Catégorie | International |
Période | 2026-2029 (AAP2) |
Porteur | RICAUD-ONETO Emmanuelle |
Unités/Plateformes BFC | CSGA, PAM |
Collaborateurs externes | National University of the Peruvian Amazon, University of Copenhagen |
Doctorants/Postdoctorants | 1 doctorant(e) |
Stages Master | 2 |
Work Packages HARMI | WP3 |
This project aims to cross anthropological and microbiological expertise through an interdisciplinary approach in order to identify how the diversity of fermentation processes of Amazonian cassava beers impacts microbiological diversity and complexity, and suggests new domestication processes. It builds on a previous study involving 17 months of ethnographic fieldwork among two neighboring Amazonian indigenous groups (Maijuna and Napuruna) with distinct food systems and sensory preferences. One particular feature of these beer-making processes is that they may include a step in which cassava is chewed by humans, which can explain the presence of oral bacterial species in the final product. A complementary ethnographic fieldwork will be conducted in this project to achieve the three following objectives.
First, the investigation intends to describe through in-depth ethnography the detailed techniques used to prepare distinct cassava beers and to examine their relationships with the final beer microbiota.
Second, with oral streptococci part of the beer microbiota, we could be facing a domestication process comparable to the one coming from mouth to milk giving rise Streptococcus thermophilus.
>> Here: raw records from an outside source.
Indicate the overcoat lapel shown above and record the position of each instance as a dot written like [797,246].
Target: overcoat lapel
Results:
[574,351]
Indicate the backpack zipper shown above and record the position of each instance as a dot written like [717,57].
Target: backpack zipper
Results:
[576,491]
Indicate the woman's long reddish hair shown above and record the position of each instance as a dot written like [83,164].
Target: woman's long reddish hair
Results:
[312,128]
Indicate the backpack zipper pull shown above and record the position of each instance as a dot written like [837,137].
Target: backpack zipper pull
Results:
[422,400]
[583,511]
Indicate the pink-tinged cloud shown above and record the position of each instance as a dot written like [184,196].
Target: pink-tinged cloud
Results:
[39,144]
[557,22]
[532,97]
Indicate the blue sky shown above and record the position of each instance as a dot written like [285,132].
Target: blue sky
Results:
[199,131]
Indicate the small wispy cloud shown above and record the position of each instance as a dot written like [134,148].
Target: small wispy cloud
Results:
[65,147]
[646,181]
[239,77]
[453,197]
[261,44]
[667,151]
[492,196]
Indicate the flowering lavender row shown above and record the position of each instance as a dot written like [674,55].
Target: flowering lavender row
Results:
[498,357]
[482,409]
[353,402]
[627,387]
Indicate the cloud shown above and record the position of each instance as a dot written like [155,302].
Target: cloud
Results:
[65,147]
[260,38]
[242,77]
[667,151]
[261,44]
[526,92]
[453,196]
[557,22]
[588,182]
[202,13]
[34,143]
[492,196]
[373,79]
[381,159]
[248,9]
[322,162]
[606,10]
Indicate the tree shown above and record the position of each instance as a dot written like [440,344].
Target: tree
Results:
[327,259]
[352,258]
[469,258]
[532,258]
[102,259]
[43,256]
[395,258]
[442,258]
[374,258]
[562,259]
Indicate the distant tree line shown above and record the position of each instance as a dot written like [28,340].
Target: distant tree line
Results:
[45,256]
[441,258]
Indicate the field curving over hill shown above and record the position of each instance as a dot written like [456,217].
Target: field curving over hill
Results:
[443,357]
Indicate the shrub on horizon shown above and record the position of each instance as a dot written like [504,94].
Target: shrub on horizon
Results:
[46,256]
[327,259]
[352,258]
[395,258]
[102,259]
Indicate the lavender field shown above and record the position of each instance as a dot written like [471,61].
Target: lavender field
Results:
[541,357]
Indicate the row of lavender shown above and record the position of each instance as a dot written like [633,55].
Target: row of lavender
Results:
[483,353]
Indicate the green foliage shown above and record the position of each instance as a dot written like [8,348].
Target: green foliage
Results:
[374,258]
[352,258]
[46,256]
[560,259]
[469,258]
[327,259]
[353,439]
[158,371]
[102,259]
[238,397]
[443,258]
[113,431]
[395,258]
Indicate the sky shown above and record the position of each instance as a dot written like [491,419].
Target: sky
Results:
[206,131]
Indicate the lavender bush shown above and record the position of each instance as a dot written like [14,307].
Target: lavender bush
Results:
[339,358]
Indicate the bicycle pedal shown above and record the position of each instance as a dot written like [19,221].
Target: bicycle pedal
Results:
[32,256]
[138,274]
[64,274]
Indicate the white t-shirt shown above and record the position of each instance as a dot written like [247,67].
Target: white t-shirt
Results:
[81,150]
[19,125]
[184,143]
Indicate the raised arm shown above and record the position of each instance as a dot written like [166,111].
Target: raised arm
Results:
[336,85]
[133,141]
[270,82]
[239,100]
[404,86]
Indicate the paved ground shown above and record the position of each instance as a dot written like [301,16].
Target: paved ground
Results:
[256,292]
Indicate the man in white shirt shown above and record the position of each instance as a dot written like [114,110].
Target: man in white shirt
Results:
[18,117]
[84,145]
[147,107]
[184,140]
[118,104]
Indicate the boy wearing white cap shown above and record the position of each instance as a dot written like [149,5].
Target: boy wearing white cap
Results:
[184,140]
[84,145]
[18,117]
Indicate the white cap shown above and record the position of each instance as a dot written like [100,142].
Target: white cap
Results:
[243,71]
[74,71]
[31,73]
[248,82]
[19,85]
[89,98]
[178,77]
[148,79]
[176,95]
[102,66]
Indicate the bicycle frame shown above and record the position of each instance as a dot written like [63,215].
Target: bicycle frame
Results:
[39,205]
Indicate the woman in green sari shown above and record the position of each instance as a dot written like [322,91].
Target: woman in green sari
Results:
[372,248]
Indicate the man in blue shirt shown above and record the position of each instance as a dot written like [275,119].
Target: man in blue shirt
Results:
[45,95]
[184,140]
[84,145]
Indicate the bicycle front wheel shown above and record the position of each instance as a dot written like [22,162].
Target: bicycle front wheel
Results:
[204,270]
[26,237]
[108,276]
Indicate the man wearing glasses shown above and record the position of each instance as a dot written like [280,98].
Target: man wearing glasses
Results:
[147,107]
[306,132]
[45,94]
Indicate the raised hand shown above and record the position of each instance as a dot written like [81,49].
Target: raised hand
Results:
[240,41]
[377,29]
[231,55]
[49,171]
The objective is to determine whether the Streptococcus strains of these beers are undergoing adaptation to this environment. Functional adaptation will be assessed through fitness and metabolic analyses, and studies of microbial interactions. Genomic adaptation will be examined by comparison with reference genomes to identify potential genetic losses or gains.
Third, the project seeks to examine the typicity of cassava beers regarding the characterization of the microbiota and of basic physico-chemical properties, and sensory perceptions related to them. The links between the process and composition of the beers and the resulting chemical properties and microbiota will be established. In order to identify sensory perceptions locally related to the broad range of cassava beers, ethnographic fieldwork will be conducted by focusing on the sensory characteristics (odors, tastes, colors, etc.), preferences, properties, and identity aspects expressed by the Maijuna and Napuruna on them. This articulation between anthropology and microbiology will allow to examine how cultural practices shape microbial assemblages, and conversely, how microbial dynamics influence taste, texture, preservation, and social uses of these beverages.